Sorry, can't find it.

Hmm... a logical and equally strong follow-up of your claims would be that accepting GR means rejecting the principle of conservation of energy - one of the pillars of modern physics.
Yes and no.

There's still a locally conserved energy-momentum tensor of all non-gravitationally d.o.f.

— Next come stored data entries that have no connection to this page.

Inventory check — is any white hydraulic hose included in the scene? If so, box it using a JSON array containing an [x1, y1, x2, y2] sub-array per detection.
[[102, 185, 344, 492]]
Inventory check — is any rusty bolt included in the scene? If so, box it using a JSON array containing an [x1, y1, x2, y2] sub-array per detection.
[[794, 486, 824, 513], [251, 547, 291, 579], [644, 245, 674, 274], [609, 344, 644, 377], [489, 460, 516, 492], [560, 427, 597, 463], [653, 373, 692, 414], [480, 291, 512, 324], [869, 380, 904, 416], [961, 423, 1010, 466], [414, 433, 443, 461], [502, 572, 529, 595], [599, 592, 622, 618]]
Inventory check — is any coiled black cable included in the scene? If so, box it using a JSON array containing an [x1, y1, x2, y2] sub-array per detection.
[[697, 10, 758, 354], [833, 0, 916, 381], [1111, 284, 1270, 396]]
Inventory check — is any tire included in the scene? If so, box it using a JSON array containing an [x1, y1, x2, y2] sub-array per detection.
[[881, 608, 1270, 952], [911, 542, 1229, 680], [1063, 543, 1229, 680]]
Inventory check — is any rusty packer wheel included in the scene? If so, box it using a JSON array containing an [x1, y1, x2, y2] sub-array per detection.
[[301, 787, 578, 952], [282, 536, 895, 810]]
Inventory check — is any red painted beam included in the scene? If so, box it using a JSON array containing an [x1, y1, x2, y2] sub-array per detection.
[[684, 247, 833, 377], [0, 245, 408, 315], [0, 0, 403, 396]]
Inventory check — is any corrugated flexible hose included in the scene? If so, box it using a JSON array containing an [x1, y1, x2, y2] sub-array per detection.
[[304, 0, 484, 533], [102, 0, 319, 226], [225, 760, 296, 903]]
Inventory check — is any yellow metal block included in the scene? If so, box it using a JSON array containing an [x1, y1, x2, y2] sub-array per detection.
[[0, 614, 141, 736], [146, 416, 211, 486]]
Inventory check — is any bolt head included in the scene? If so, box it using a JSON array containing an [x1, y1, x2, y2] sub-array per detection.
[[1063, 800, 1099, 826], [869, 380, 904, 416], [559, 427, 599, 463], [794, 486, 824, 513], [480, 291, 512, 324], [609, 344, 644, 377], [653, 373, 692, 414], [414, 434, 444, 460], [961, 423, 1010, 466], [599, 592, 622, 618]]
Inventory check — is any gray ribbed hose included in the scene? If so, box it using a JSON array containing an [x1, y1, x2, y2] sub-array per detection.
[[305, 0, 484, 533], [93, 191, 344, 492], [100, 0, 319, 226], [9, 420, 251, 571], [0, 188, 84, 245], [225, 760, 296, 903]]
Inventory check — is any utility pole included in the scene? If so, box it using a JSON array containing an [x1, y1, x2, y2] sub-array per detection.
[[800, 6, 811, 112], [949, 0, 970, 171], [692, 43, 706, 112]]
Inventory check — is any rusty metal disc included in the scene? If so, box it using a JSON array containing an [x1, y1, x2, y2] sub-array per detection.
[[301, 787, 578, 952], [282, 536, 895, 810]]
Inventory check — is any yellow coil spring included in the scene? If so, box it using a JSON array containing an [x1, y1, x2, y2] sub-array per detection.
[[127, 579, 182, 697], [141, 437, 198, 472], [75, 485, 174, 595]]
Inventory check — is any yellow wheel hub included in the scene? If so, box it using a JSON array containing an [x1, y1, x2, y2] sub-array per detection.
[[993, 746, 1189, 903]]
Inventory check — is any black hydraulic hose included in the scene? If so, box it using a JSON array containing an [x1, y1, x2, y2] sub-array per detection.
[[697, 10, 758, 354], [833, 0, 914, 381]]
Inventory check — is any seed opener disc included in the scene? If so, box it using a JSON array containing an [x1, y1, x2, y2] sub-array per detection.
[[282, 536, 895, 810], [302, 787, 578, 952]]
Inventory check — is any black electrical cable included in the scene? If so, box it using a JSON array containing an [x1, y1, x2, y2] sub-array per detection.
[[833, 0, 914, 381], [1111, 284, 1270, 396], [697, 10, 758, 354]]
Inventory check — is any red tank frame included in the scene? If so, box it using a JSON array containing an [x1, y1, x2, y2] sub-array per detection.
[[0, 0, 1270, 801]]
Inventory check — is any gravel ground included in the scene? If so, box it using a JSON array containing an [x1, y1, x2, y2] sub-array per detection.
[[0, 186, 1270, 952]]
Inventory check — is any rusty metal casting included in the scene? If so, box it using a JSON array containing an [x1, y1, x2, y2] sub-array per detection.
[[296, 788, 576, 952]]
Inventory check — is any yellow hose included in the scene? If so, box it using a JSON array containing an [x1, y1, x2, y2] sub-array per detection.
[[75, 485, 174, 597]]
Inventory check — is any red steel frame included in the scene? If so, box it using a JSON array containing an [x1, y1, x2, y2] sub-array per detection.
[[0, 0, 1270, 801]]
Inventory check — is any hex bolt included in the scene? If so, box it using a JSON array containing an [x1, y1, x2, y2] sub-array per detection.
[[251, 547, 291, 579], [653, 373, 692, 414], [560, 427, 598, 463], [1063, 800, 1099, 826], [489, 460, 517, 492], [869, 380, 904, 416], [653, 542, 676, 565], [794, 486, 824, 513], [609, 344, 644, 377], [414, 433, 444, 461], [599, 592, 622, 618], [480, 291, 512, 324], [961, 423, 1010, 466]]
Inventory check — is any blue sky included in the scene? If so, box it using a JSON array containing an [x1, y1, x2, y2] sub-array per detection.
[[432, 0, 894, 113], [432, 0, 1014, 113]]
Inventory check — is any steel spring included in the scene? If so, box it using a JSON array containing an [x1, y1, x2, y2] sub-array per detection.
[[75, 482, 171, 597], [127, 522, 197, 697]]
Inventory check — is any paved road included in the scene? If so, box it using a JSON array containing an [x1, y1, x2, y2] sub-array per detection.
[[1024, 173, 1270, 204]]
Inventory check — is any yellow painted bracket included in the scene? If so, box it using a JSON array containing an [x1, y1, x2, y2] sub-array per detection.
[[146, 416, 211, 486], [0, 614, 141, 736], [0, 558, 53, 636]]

But instead of a conserved vector current

##\partial_a j^a = 0##

which is only available when a space-time symmetry encoded in a Killing vector field does exist

##j^a = T^{ab}\,\xi_b##

in general situations w/o space-time symmetry only a conserved tensor density exists

##(DT)^a = 0##

Due the the covariant derivative = the Levi-Cevita Connection the usual trick

##\partial_0 j^0 \;\to\; \partial_0 \int_V dV\,j^0 = \partial_0 Q = 0##

with

##\oint_{\partial V} d\vec{S}\,\vec{j} = 0##

does not work.

So when no symmetry is present, one cannot constructed a conserved vector current j, therefore one cannot construct a conserved charge Q b/c the volume integral

##\int_V dV\,T^{00}##

is neither meaningfull (no well-defined transformation property) nor conserved

##\partial_0 \int_V dV\,T^{00} \neq 0##

That means that there is a local conservation law, but there's no way to derive a globally conserved quantity simply due to mathematical reasons.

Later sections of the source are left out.